No it doesn't - they're authorised to crack down on funders, including via crypo and crowdfunding.


Authorisation does not equal capability. Bitcoin has no privacy so I see how use of it could be trivially tracked and punished. With a private cryptocurrency like Monero it may be feasible to do anonymous crowdfunding; recipients have various ways to cash out into usable currency albeit with significant inconvenience


While your premise is true (they're authorized to crack down on funders via crypto) your conclusion (Bitcoin doesn't fix this) doesn't follow from it. Please see my discussion in https://news.ycombinator.com/item?id=30346082.


How?


Another day, another answer to "what is Bitcoin good for?"


That only applies if you can pay everything in btc. According to coindesk, the same AML laws now apply to crypto (at least temporarily), and can be used to stop transactions from/to groups that are undesirable. https://www.coindesk.com/policy/2022/02/15/canadas-trudeau-e...


As we saw with WikiLeaks, one thing is what the law says, and something else is what the government can actually do. In the case of WikiLeaks the government did a lot of things that the law clearly didn't permit; Bitcoin, by contrast, keeps authoritarian governments from doing undesirable things even if they pass laws that permit them.

To "freeze" my Bitcoin "account" you'd have to steal my phone and then bruteforce the PIN before I used the seed phrase to sweep the coins into a different wallet on a new phone. Not impossible by any means, but of similar difficulty to imprisoning me. I have other coins that are stored under a different seed phrase that isn't on my phone, and there are people with safer storage than that. If the government was in a position to imprison all the protestors they wouldn't be trying to target their bank accounts.

Of course centralized crowdfunding platforms and payment service providers aren't any safer than centralized banks, whether they use Bitcoin, dollars, or yuan. But your Bitcoin wallet is definitely a lot safer than your bank account from being frozen out from under you, unless it's something like a Binance account or a Coinbase account.
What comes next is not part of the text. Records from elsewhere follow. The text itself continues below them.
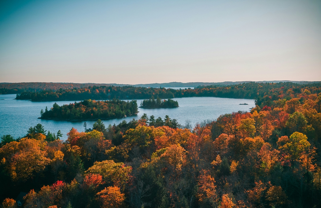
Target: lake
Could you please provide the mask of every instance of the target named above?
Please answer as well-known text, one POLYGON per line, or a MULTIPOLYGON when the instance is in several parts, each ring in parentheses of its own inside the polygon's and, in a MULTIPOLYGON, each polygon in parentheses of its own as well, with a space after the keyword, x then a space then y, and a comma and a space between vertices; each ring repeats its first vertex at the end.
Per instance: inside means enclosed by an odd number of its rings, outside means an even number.
MULTIPOLYGON (((0 136, 11 134, 15 138, 23 137, 30 126, 33 127, 40 123, 45 129, 50 132, 56 133, 60 130, 63 136, 63 140, 67 139, 67 133, 73 127, 78 131, 83 131, 84 121, 71 122, 39 119, 40 111, 52 107, 54 101, 31 102, 27 100, 13 100, 15 94, 0 95, 0 136)), ((174 98, 178 102, 179 107, 174 108, 143 109, 138 108, 139 112, 136 115, 126 118, 104 120, 106 127, 109 124, 116 124, 123 120, 127 122, 133 118, 138 119, 143 113, 149 117, 153 115, 155 118, 160 116, 164 119, 168 115, 171 118, 175 118, 184 125, 187 120, 191 121, 192 126, 197 123, 205 120, 215 120, 220 115, 237 112, 239 110, 249 111, 255 107, 254 100, 247 99, 234 99, 212 97, 193 97, 174 98), (248 105, 239 105, 247 103, 248 105)), ((137 100, 139 106, 143 100, 137 100)), ((69 104, 74 101, 58 101, 59 105, 69 104)), ((94 121, 86 121, 87 128, 91 128, 94 121)))

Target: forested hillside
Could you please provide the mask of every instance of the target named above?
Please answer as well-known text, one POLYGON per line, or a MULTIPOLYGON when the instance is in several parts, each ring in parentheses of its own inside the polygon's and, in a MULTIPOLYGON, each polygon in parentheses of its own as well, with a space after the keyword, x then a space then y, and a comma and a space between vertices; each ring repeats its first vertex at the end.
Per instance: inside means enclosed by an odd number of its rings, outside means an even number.
POLYGON ((179 107, 177 101, 171 99, 163 100, 158 97, 155 100, 153 96, 149 100, 144 100, 142 101, 140 106, 140 108, 171 108, 179 107))
POLYGON ((24 191, 24 207, 320 207, 321 94, 304 89, 192 130, 144 115, 65 141, 41 124, 4 136, 4 206, 24 191))
POLYGON ((152 96, 161 99, 193 96, 216 97, 255 99, 260 106, 273 104, 279 99, 293 98, 304 99, 311 94, 321 92, 321 83, 301 84, 291 82, 258 83, 250 82, 227 87, 209 86, 195 88, 174 90, 131 86, 93 86, 74 89, 27 92, 17 94, 16 99, 33 101, 149 99, 152 96))
POLYGON ((116 99, 109 101, 85 100, 59 106, 55 103, 50 110, 47 107, 40 113, 41 119, 89 120, 122 118, 137 114, 137 102, 126 102, 116 99))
Generally people don't "pay everything in btc", both because of the transaction costs (33¢ in my most recent transaction, but often as high as US$8) and because not many sellers accept BTC; instead they exchange the BTC for local currencies that are more widely accepted and have lower transaction costs.
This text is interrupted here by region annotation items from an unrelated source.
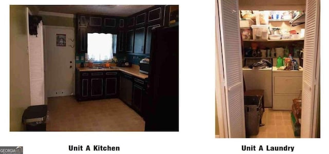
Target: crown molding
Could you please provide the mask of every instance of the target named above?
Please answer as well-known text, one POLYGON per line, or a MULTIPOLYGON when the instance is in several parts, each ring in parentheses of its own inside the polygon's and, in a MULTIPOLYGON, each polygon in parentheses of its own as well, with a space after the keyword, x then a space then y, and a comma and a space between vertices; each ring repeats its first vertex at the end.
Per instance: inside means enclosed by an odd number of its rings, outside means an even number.
POLYGON ((38 13, 39 15, 51 15, 51 16, 62 16, 66 17, 70 17, 70 18, 74 18, 75 15, 73 14, 67 14, 67 13, 58 13, 58 12, 46 12, 46 11, 39 11, 38 13))

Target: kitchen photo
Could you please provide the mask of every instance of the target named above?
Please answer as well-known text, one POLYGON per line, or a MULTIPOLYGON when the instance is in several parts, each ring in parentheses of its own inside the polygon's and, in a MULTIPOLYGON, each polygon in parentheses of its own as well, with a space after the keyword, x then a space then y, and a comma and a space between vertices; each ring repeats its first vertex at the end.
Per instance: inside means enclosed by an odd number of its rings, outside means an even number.
POLYGON ((10 131, 178 131, 178 5, 10 5, 10 131))
POLYGON ((320 138, 320 1, 215 0, 216 138, 320 138))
For not having to dox contributors and have their past and future transactions public from the start instead?

https://www.technologyreview.com/2022/02/11/1045281/ottawa-a...


It's true that Bitcoin has privacy problems, but it doesn't have the problem where your wallet just suddenly stops working because of unlawful government action and you have no recourse. Even at privacy, it's not clear that it's worse than the banking system when your adversary is the government.
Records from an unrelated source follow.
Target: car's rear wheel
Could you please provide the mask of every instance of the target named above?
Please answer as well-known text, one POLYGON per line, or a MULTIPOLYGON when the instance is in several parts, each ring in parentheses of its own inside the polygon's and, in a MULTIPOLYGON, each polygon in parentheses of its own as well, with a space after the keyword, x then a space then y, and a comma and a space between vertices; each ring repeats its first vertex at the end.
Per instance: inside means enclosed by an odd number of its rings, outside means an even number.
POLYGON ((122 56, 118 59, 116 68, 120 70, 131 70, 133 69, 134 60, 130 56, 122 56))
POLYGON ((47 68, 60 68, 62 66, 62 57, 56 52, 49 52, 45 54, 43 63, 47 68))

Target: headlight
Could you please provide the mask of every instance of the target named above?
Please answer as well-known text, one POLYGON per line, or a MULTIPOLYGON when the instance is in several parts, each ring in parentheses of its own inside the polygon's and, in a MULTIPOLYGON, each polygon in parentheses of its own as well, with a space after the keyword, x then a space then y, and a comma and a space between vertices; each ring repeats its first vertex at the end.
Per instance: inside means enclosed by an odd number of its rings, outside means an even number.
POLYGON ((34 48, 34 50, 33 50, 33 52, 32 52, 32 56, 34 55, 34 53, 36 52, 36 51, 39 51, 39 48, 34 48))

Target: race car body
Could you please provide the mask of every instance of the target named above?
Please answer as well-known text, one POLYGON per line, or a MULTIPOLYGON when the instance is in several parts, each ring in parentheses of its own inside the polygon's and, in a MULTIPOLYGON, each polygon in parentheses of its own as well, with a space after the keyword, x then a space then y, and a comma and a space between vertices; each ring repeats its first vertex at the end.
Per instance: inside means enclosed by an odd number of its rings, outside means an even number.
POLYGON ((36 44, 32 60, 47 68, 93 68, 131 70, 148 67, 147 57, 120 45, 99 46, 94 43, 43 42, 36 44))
Enabling laws are dangerous. The German chancellor had less than 50% of the seats and needed more power:

https://en.wikipedia.org/wiki/Enabling_Act_of_1933


As a Canadian, I think this is shameful and a despicable act by the "leader" of our country.

But let me get one thing straight, Justin Trudeau is no leader. His actions throughout his leadership have played off as one of legacy and self-preservation. This is the same person who corrected someone from saying "mankind" with "peoplekind" while extending dinner invitations to extremists.

Four Premiers (nearly half of them) have dismissed Justin's invoking of the Act that permits him to do such things as seize personal bank accounts. The opposition parties have essentially shat all over his lack of leadership and handling of this whole mess.

The Convoy is refusing to even speak to Justin and have asked for other leaders to step into his place. That in itself should say it all.

The Emergency Act itself is being invoked inappropriately, and is essentially Justin throwing his hands up in the air saying "I don't know what I'm doing, so let's try this!"

Really the way forward is for Justin to hang his head in shame and resign, and have a more capable leader installed without resorting to the "Emergencies" Act.